Michigan State football players have to realize that respect is earned
Respect. It's something that Michigan State football fans feel like their favorite program has never quite been able to garner, even when Mark Dantonio was leading it to five 11-plus win seasons in six years. It's been seemingly lacking from a national perspective.
And that hasn't stopped in recent years, but the reason for that is clear.
Michigan State just has not been very good since 2015.
Sure, there have been a couple of anomaly years (2017, 2021), but other than those two instances, Michigan State has been one of the most painfully mediocre teams in the Big Ten. They went 3-9 in 2016 before a shocking 10-win season in 2017 and then had two boring bowl berths in 2018 and 2019 before COVID hit Mel Tucker in 2020.
In 2021, Michigan State shocked the nation by going 11-2 and Tucker was considered the next coming in East Lansing. And then 2022 started and everyone realized they may have jumped the gun.
The 2022 and 2023 seasons were nightmares for Michigan State, proving that 2021 was the extreme outlier. Tucker was let go a month into the 2023 season because of inappropriate off-field conduct and Michigan State went on to finish 4-8, missing a bowl game for a second straight year.

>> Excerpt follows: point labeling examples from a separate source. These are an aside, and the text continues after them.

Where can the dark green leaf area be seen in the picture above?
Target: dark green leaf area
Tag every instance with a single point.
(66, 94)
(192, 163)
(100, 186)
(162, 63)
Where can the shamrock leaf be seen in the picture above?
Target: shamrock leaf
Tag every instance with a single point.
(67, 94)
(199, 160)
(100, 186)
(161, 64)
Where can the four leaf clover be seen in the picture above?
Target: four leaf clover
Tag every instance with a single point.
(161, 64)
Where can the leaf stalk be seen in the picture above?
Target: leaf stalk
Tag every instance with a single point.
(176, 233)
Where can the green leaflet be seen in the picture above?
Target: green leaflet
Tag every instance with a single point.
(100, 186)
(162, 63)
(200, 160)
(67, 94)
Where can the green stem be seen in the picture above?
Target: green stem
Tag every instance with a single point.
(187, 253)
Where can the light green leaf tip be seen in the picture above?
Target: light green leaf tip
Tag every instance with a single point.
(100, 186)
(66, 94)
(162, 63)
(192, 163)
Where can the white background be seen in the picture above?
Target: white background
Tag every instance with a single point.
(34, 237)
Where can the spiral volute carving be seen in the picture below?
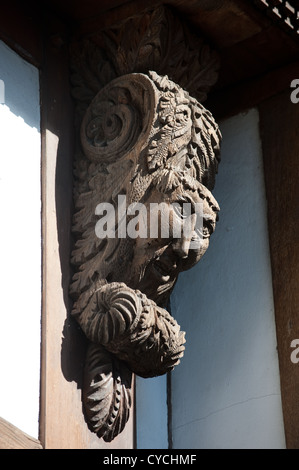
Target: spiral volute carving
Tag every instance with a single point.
(118, 119)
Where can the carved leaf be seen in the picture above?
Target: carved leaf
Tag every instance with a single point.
(106, 392)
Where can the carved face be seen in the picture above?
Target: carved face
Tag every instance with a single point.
(157, 261)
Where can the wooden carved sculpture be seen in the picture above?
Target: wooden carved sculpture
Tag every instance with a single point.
(143, 140)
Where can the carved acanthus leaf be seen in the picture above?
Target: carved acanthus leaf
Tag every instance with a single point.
(132, 327)
(106, 392)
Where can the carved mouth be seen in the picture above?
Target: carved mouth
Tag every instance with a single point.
(163, 271)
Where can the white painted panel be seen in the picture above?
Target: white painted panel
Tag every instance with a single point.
(226, 391)
(20, 241)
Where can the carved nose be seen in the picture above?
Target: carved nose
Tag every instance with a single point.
(181, 247)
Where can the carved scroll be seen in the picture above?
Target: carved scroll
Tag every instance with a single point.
(143, 140)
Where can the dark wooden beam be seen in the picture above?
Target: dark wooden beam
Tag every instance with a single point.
(279, 119)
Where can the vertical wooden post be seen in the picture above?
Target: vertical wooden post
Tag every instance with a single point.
(62, 423)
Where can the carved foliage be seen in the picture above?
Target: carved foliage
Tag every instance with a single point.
(142, 136)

Counting 2020, this was the fourth year since 2015 that Michigan State had missed a bowl game. That's about half the time. It's hard to respect a program like that. It's basically Rutgers (sorry, Rutgers).
So when the Big Ten preseason media poll was released earlier this week and it had Michigan State projected to finish 16th out of 18 teams, it wasn't a huge shock. The Spartans have been pretty bad over the past decade. But some players took exception to the ranking (notably Charles Brantley and Ken Talley). It's fair for them to feel the disrespect and it's almost expected that they do feel slighted and in need of an explanation, but it's pretty simple: you have to earn respect.

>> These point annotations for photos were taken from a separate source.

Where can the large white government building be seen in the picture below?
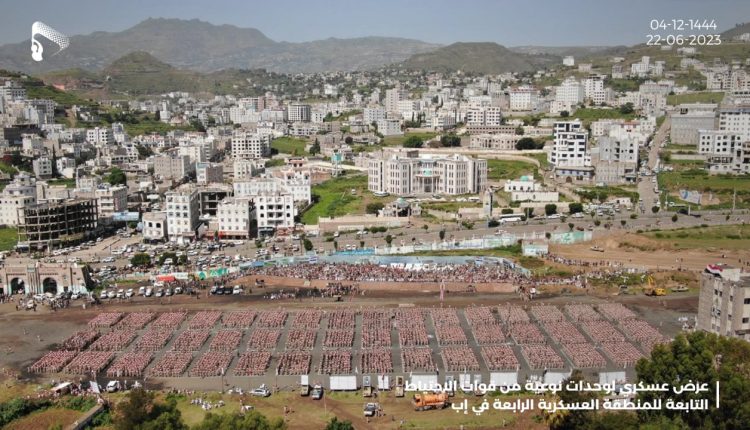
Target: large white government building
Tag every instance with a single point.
(409, 172)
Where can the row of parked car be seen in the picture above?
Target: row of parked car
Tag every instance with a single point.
(219, 290)
(158, 290)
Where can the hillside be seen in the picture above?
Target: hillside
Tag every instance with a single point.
(485, 58)
(202, 46)
(140, 73)
(736, 31)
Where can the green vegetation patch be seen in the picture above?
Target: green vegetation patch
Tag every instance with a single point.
(335, 198)
(731, 237)
(508, 169)
(289, 145)
(603, 193)
(8, 238)
(702, 97)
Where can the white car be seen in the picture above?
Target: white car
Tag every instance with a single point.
(113, 386)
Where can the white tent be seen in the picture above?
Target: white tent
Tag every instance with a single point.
(343, 383)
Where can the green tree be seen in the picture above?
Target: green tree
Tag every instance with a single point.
(575, 419)
(315, 147)
(525, 143)
(141, 260)
(702, 358)
(116, 177)
(575, 208)
(374, 207)
(252, 420)
(165, 256)
(450, 140)
(413, 141)
(144, 151)
(139, 411)
(335, 424)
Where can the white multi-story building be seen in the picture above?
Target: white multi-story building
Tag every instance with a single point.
(183, 211)
(523, 98)
(246, 169)
(408, 172)
(687, 119)
(641, 68)
(111, 199)
(392, 97)
(570, 92)
(155, 226)
(248, 146)
(176, 168)
(370, 115)
(42, 167)
(726, 152)
(236, 216)
(735, 118)
(299, 112)
(498, 142)
(484, 116)
(594, 90)
(12, 91)
(389, 127)
(570, 148)
(616, 160)
(206, 173)
(100, 136)
(724, 301)
(18, 194)
(274, 211)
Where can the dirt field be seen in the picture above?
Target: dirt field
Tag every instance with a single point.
(32, 334)
(633, 250)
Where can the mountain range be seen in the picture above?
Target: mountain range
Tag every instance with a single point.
(205, 47)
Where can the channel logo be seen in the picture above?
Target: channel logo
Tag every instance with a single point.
(40, 28)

No, the media isn't going to give a Michigan State team that hasn't won a single thing in four years without a guy named Kenneth Walker III on the team. It's going to assume that a program that was left in an extremely unfair spot for Jonathan Smith with four new contenders joining the conference is going to struggle mightily in year one of a new regime. That's a fair assumption.

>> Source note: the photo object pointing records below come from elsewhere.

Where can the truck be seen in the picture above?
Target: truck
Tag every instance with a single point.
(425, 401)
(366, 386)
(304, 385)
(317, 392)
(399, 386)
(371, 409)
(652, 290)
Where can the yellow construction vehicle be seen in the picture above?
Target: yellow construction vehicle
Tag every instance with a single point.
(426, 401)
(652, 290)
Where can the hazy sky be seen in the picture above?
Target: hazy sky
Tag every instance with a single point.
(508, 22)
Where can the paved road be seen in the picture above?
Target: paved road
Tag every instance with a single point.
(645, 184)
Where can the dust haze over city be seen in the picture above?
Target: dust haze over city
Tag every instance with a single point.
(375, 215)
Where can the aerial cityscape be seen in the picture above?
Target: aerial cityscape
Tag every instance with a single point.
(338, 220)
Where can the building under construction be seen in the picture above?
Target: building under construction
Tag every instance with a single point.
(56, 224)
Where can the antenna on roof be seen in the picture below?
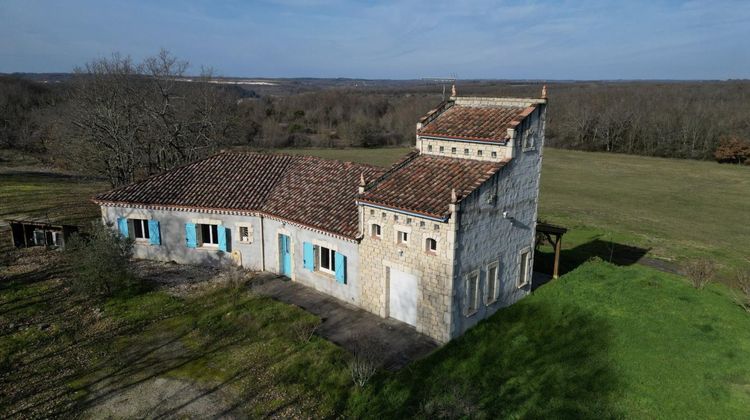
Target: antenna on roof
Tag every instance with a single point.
(444, 81)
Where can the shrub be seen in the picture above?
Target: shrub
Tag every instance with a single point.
(733, 150)
(743, 284)
(100, 261)
(304, 330)
(700, 272)
(364, 364)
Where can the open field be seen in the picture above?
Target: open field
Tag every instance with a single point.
(603, 341)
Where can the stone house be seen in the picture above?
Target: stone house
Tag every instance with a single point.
(441, 240)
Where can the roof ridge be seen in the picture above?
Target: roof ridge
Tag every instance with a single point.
(395, 167)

Is it disrespectful to project a team that has gotten worse in each of the past two seasons to be poor in 2024 with a whole new staff and basically a scrapped and revamped roster? No.
While I will say that confidence is something that you always want to see from players in the face of adversity or doubt (Brantley is just doing his job), it's better to prove people wrong with actions rather than words.
Respect is earned and hopefully Smith is preaching that to his team in year one.